Mustafa Kemal, Batı Cephesindeki tüm subay ve erlere okunmak üzere bir bildiri kaleme aldı.
“Türkiye Büyük Millet Meclisi Orduları;
Afyonkarahisar-Dumlupınar Büyük Meydan Muharebesi’nde, zalim ve mağrur bir ordunun temel varlığını inanılmayacak kadar az bir zamanda yok ettiniz.
Büyük ve seçkin ulusumuzun fedakârlıklarına layık olduğunuzu kanıtladınız.
Sahibimiz olan büyük Türk ulusu geleceğine güvenmekte haklıdır.
Savaş alanlarındaki başarı ve fedakârlıklarınızı yakından görüp izliyorum.
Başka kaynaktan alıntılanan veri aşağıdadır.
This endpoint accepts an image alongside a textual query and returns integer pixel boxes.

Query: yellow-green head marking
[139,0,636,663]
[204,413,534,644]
Ulusumuzun size olan övgülerinin iletilmesine aracılık etme görevinin arkasını bırakmayacak, sürekli olarak yerine getireceğim. Ödüllendirme için başkumandanlığa öneride bulunulmasını, cephe kumandanlığına buyurdum. Bütün arkadaşlarımın, Anadolu’da daha başka meydan muharebeleri de verileceğini göz önünde bulundurarak ilerlemesini ve herkesin akıl gücünü ve yurtseverliğinin kaynaklarını kullanarak, yarışmayı bütün gücüyle sürdürmesini talep ederim.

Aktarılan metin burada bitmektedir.